Lawmakers on Thursday peddled their ideas to the House Judiciary Committee on how to reform the criminal justice system, which spanned from preventing police departments from investigating their own officers to limiting the amount of property that cops are able to seize and sell for a profit.
More than a dozen Congress members showed up to a midmorning committee congressional listening session to pitch their reform proposals in the wake of the committee’s announcement that it planned to overhaul the nation’s system.
The House Judiciary Committee, which has primary jurisdiction over the U.S. Criminal Code, will be taking incremental steps toward revamping that system throughout the next several months, and Thursday’s listening session was a first step in that process.
Rep. Tim Walberg, Michigan Republican, said that he wanted to see legislation passed that would keep police departments from making lucrative profits off of civil asset forfeiture, the practice of seizing personal property like cash and cars from criminal suspects. Cops then keep that property — which they often won’t have to return even if the person is never convicted of a crime — for the department’s use, Mr. Walberg said.

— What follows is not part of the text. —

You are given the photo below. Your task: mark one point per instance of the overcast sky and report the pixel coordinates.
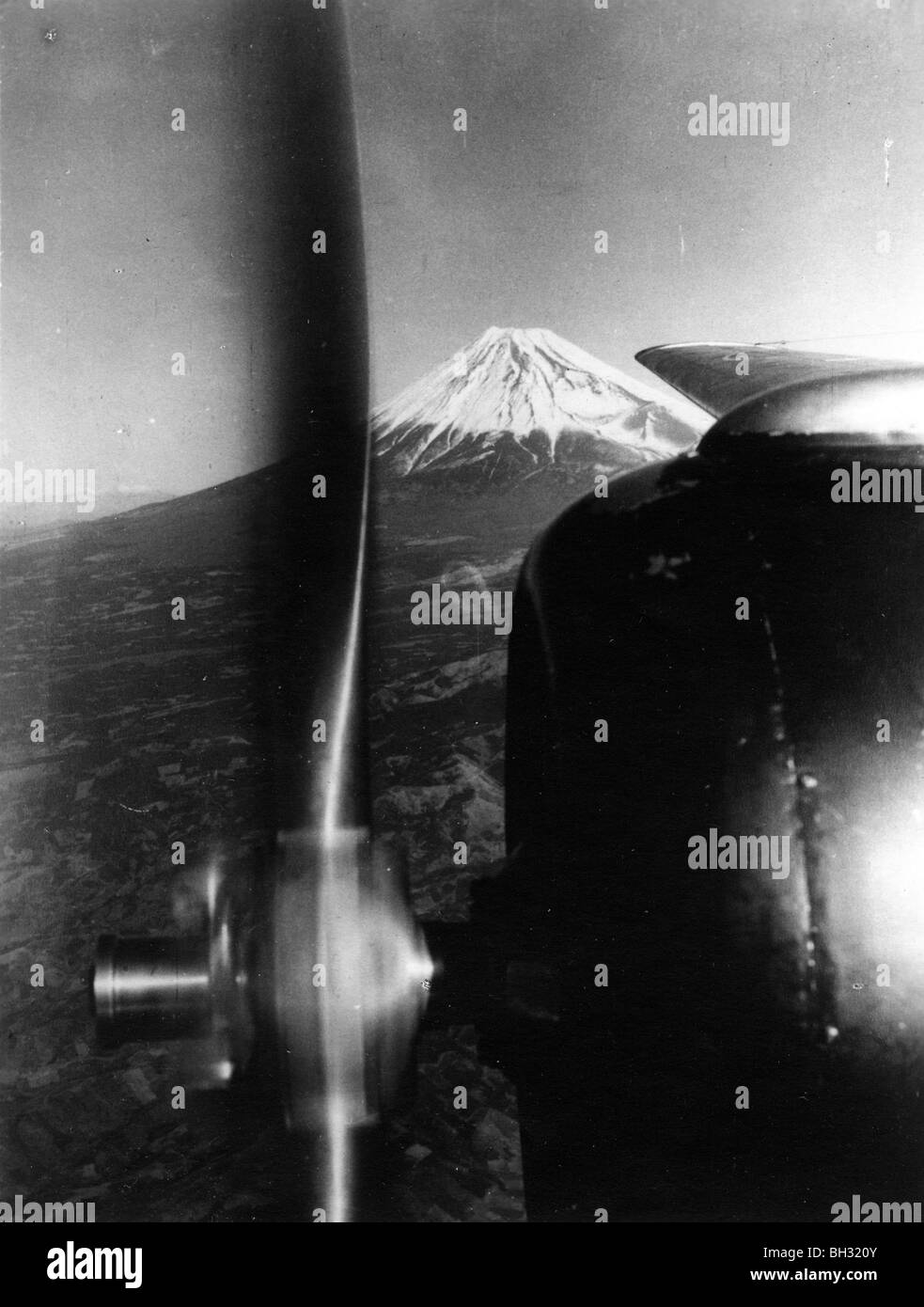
(576, 121)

Police policing police also needs to end, said Rep. Henry C. “Hank” Johnson, Georgia Democrat, calling for an end to the practice of law enforcement agencies investigating their own people. Those investigations need to be more transparent so that law enforcement officers who have committed illegal actions and tried to hide them pay for those crimes, he said.
“Most of us feel that our police officers, our sworn law enforcement officers, are always in the right,” he said. “But the fact is, you know, even though 95 [percent] to 98 percent — I would speculate — of our police officers are professional and trying to do the right thing and do a good job, there’s an element there among them that makes them all look bad.”

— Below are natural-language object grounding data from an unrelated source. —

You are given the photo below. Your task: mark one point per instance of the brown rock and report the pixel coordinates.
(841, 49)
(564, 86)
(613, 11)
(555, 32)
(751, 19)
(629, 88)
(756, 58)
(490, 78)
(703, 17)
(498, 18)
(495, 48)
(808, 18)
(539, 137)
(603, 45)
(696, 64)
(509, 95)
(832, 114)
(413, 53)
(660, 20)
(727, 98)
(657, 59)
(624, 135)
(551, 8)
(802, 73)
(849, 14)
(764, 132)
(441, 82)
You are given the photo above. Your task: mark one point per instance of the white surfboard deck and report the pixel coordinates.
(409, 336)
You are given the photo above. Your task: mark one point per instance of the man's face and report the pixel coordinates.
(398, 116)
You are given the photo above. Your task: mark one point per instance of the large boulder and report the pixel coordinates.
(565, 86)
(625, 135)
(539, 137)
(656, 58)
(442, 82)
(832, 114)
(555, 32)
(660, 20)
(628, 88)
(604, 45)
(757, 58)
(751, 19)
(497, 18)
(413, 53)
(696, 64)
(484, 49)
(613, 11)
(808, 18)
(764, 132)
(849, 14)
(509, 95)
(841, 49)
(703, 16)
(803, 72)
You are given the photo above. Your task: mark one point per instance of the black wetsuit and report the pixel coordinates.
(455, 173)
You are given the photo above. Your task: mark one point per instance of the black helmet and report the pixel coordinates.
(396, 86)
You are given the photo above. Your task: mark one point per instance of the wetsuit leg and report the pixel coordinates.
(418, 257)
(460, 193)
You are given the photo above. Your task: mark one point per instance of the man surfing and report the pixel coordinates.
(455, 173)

Other lawmakers brought with them tales of constituents who had experienced personal hardships due to laws often used against lower-income families who have no means of paying the fees and fines associated with the judicial system.
Rep. Grace Meng, New York Democrat, recounted how Kalief Browder, 22, spent three years in Rikers Island, New York City’s main jail complex, being assaulted by fellow inmates and prison guards. Mr. Browder was arrested in 2010 for allegedly stealing a backpack.
He endured dangerous circumstances and spent months in solitary confinement because he did not have the financial means necessary to post bail and declined to enter a plea agreement, Ms. Meng said. He eventually committed suicide after the charges against him were dropped, she said.
“This is unacceptable,” she said. “Monetary bail has a disproportionate impact on lower-income individuals and their families.”
The inability to pay bail “significantly factors into an individual’s willingness to enter into plea bargaining,” she said. That is why she says the committee should consider updating federal guidelines on pretrial detention.
Law enforcement experts and organization leaders bristled at the idea of lawmakers crafting legislative plans that would alter the way the nation’s police departments function without first consulting with the individuals that their legislation would affect.
The “pie in the sky” feel-good ideas that legislators favor and academics tend to propose often do not translate well into real-world actions, said National Association of Police Organizations Executive Director Bill Johnson. Additionally, Congress needs to exercise great caution before making any decisions that might restrict the ability of police to defend themselves.
“I think it’s important to have rank-and-file’s input from the very start,” he said. “And I think that the recommendations that they may come up with or the changes that they may want to make won’t get any traction in the real world unless the police perspective is taken into account.”
Lawmakers need to engage police, and U.S. Attorney General Loretta Lynch, who has made police reform her priority, at the beginning of their criminal justice reform conversation rather than after they have moved forward with poorly planned legislation, said Jon Adler, president of the Federal Law Enforcement Officers Association.
“Embrace this law enforcement stakeholder up front rather than at the end,” he said.
Without that input, the dialogue between the nation’s elected officials could easily devolve into a “cop-bashing session,” he said.
Some lawmakers seemed to express similar concerns during the listening session about focusing less on the small issues and rather on committing to actions that are “really big.”
Meaningful reform needs to be made while the momentum is there to make it, said Rep. Cedric L. Richmond, Louisiana Democrat.
“I think that if you look at the synergy that has come together from the ACLU to the NAACP to The Heritage Foundation to the Koch brothers — I think we have spanned the gambit on both fringes, and we could really, really do something big and also make the country safer,” he said.